Joined: November 11th, 2008, 7:22 pm

April 5th, 2011, 10:58 pm #9

A Prospective Study Investigating the Association Between Environmental Tobacco Smoke Exposure and the Incidence of Type 2 Diabetes in Never Smokers
Annals of Epidemiology,   Volume 21, Issue 1, January 2011, Pages 42-47
Available online 2 December 2010.
Kwang-Pil Ko MD, PhD, Haesook Min MS, Younjhin Ahn PhD, Seon-Joo Park Phd, Cheong-Sik Kim PhD, Jae Kyung Park MPH and Sung Soo Kim PhD
Purpose We studied a cohort of individuals to assess whether intensity of environmental tobacco smoke (ETS) exposure is associated with the incidence of type 2 diabetes.

Methods Study subjects were selected from an ongoing population-based cohort of Korea Genome and Epidemiology Study. Participants of the baseline study 10,038 persons within the age range of 40 to 69 years old. Among 4,442 never smokers without prevalent diabetes, 465 type 2 diabetes cases were identified through biennial active follow-ups for a 6-year period. Cox proportional hazard models were used to estimate the hazard ratio (HR) and 95% confidence intervals (CI) after adjustment for covariates.
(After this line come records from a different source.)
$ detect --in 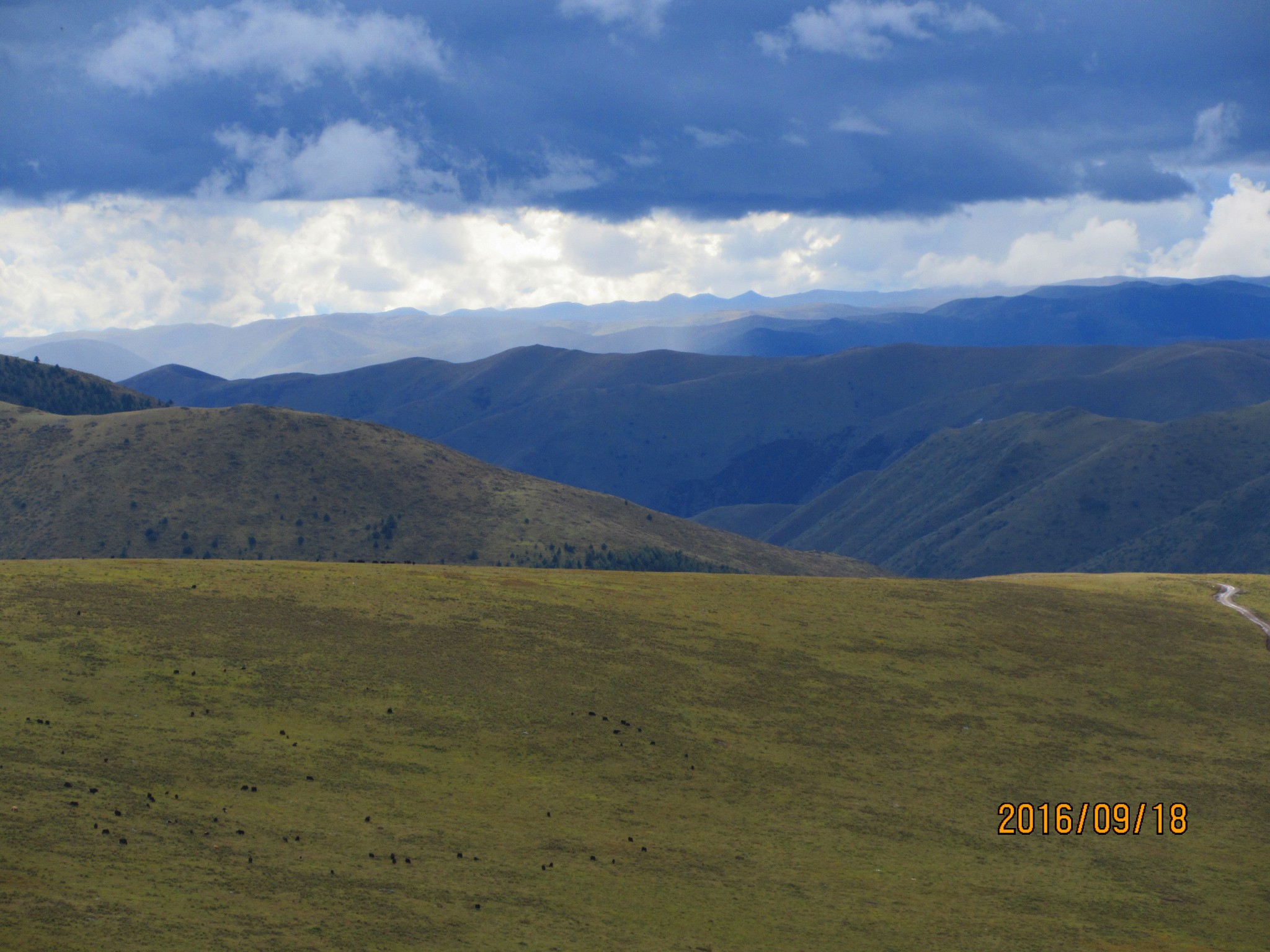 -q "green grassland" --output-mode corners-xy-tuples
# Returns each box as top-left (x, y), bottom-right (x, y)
(0, 560), (1270, 952)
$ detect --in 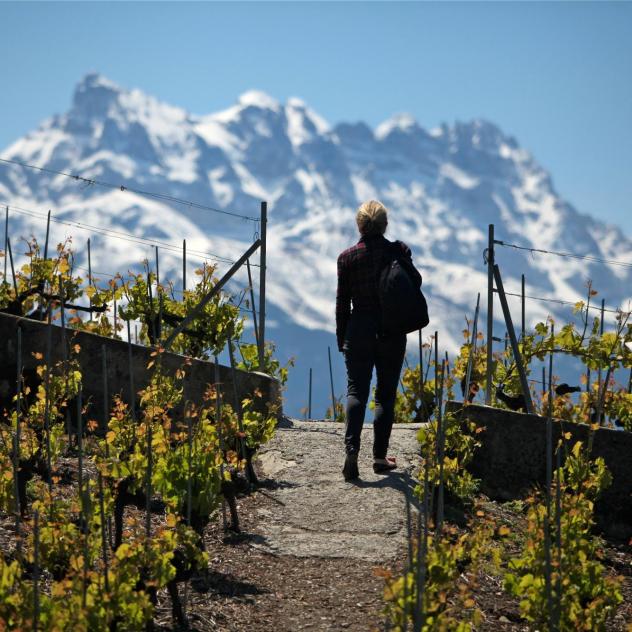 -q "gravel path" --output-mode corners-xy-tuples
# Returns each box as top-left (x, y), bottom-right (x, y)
(249, 420), (419, 563)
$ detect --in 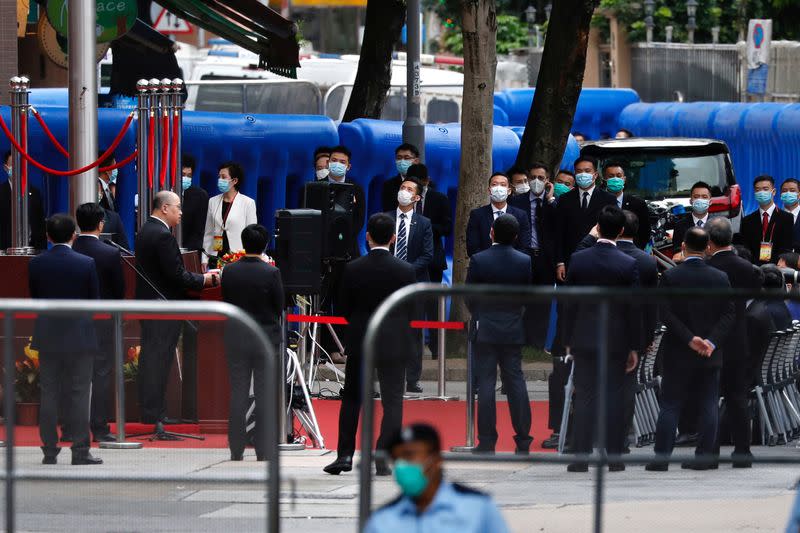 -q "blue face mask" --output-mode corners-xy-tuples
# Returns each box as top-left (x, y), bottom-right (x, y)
(328, 161), (347, 178)
(394, 459), (428, 498)
(395, 159), (414, 176)
(781, 191), (797, 205)
(755, 191), (772, 205)
(575, 172), (594, 189)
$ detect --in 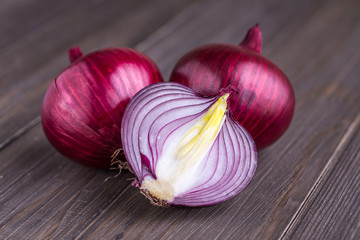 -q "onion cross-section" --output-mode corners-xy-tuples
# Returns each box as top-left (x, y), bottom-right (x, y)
(121, 83), (257, 206)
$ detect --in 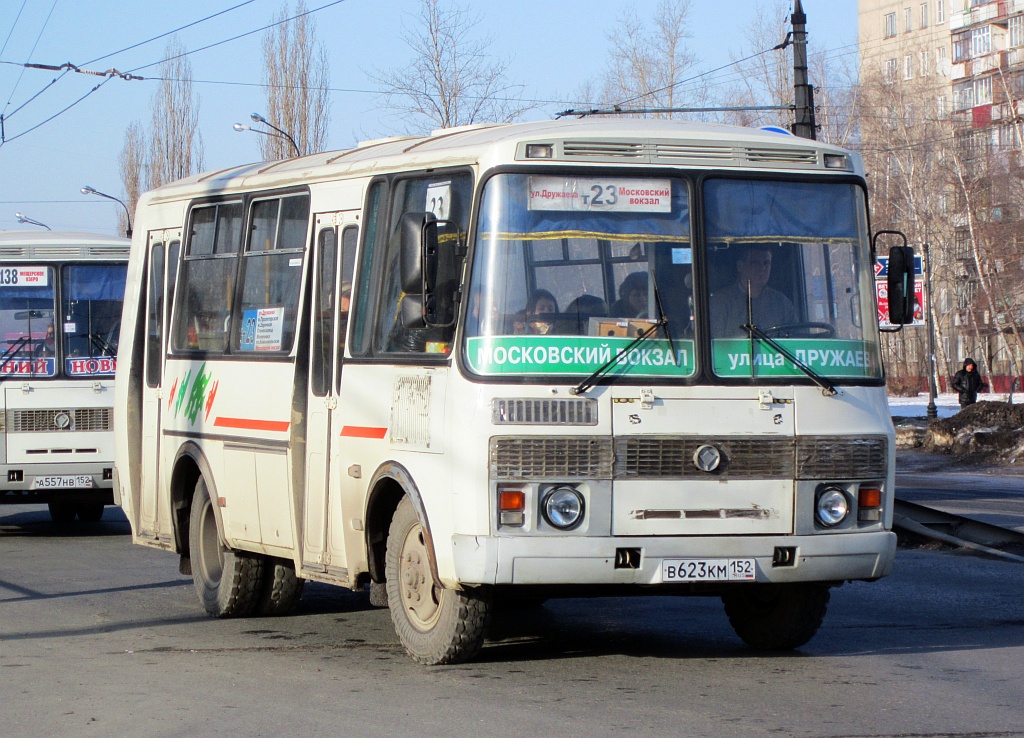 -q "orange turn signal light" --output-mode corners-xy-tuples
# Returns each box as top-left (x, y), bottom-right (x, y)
(498, 489), (526, 511)
(857, 487), (882, 508)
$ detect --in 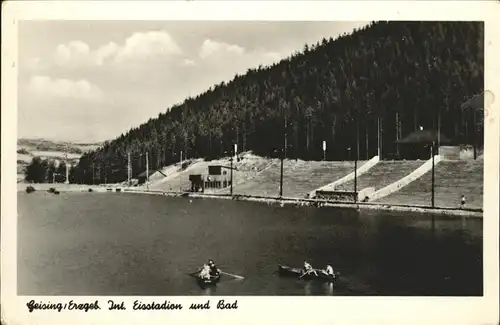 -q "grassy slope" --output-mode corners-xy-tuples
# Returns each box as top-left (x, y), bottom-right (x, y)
(17, 139), (101, 180)
(380, 160), (484, 208)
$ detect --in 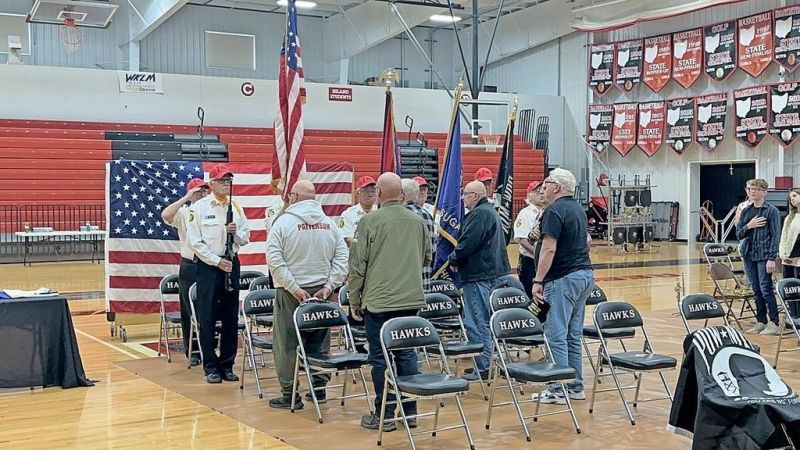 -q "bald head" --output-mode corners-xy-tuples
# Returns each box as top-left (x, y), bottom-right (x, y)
(463, 180), (486, 209)
(292, 180), (317, 202)
(377, 172), (403, 203)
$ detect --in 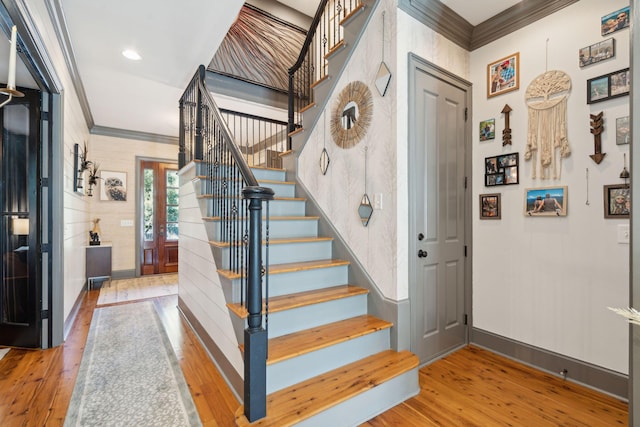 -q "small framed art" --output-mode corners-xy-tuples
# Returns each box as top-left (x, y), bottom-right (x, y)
(484, 153), (519, 187)
(100, 170), (127, 202)
(578, 37), (616, 67)
(616, 116), (631, 145)
(587, 68), (631, 104)
(480, 193), (502, 219)
(524, 185), (567, 216)
(480, 119), (496, 141)
(600, 6), (629, 36)
(604, 184), (631, 218)
(487, 52), (520, 98)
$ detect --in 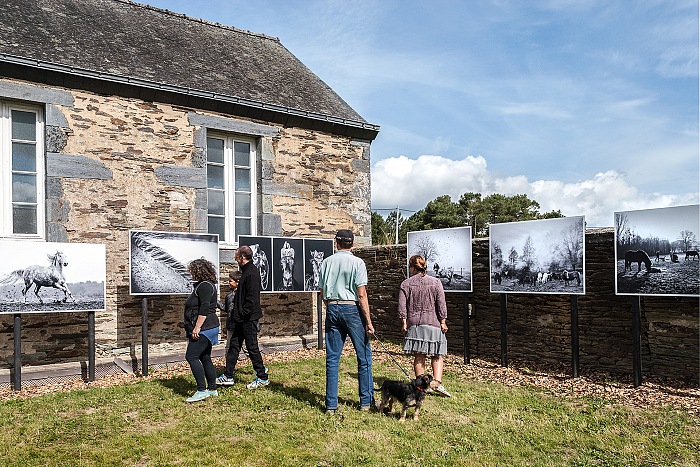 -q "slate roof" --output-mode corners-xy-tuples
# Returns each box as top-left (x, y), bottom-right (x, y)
(0, 0), (379, 139)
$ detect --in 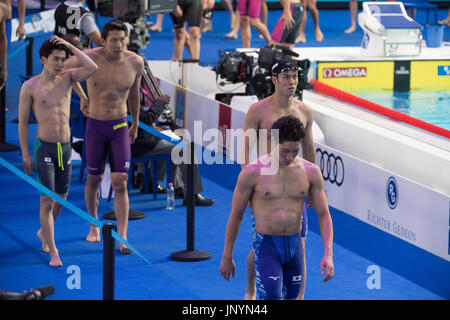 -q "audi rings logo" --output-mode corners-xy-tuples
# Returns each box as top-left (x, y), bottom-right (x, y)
(316, 148), (345, 187)
(386, 177), (398, 209)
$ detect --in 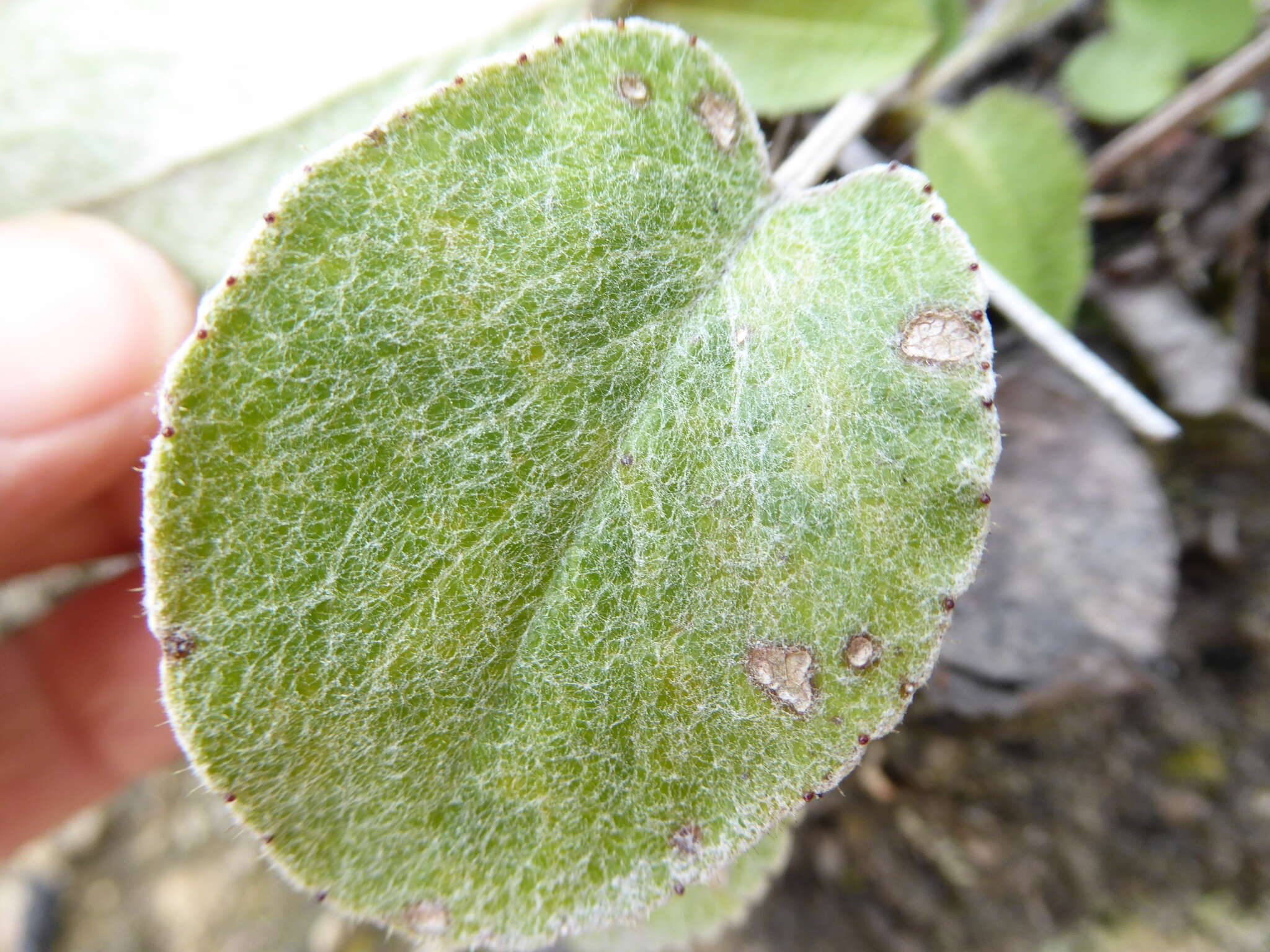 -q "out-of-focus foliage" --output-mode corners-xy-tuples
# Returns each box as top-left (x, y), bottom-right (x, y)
(628, 0), (936, 115)
(1062, 30), (1186, 125)
(917, 87), (1090, 322)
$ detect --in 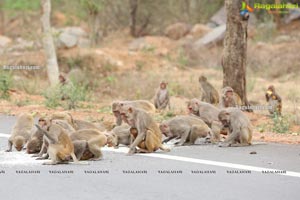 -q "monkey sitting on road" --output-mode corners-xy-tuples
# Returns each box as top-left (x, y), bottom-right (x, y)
(111, 100), (155, 126)
(219, 86), (242, 108)
(199, 76), (219, 105)
(6, 114), (34, 152)
(266, 85), (282, 115)
(121, 105), (170, 155)
(36, 124), (78, 165)
(70, 129), (107, 160)
(218, 108), (252, 147)
(154, 81), (170, 110)
(159, 116), (219, 146)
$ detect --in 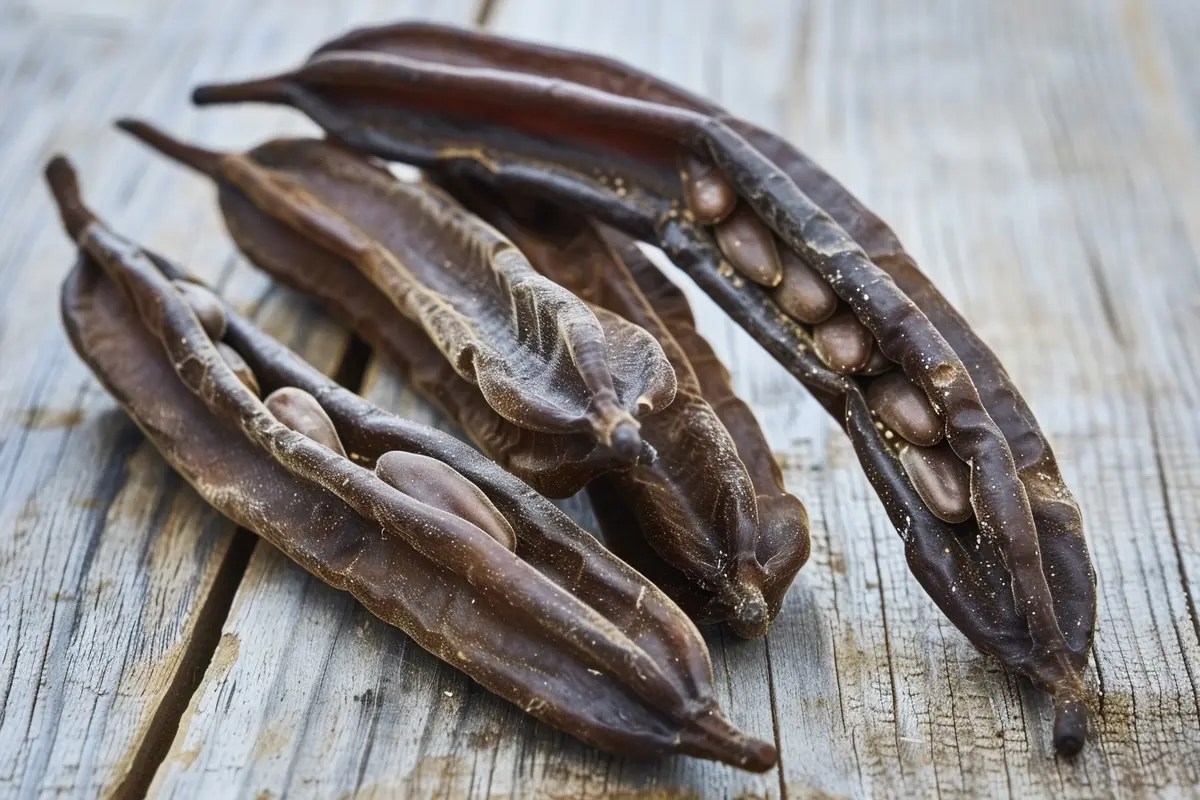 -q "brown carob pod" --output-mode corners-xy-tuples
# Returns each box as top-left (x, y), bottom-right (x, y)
(111, 121), (674, 464)
(193, 24), (1096, 753)
(47, 158), (775, 770)
(119, 120), (657, 498)
(443, 181), (809, 638)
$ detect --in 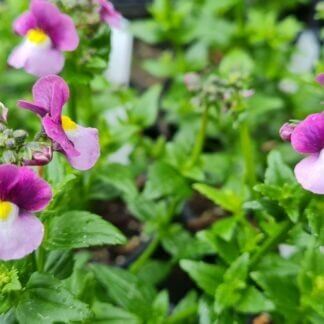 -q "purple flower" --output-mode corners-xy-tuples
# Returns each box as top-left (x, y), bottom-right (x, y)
(284, 113), (324, 194)
(18, 75), (100, 170)
(316, 73), (324, 86)
(8, 0), (79, 76)
(279, 123), (296, 142)
(95, 0), (123, 28)
(0, 164), (52, 260)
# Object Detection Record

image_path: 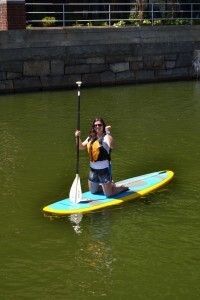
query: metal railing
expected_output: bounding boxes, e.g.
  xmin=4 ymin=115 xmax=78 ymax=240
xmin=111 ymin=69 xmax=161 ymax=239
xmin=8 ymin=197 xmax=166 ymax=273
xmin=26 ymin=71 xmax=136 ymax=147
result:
xmin=26 ymin=3 xmax=200 ymax=27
Results The risk of type 2 diabetes was higher in subjects exposed to ETS compared with the nonexposure group (HR = 1.41, 95% CI: 1.1–1.70). Daily exposure to ETS at home increased the risk of type 2 diabetes when compared with the risk level of nonexposure (HR = 1.46, 95% CI: 1.16–1.83). Over 4 hours exposure to ETS at home and in the workplace was associated with increased the risk of type 2 diabetes (HR = 1.96, 95% CI: 1.21–3.19).

Conclusions Our study suggests that ETS exposure is a significant risk factor for the development of type 2 diabetes with dose-response relationship.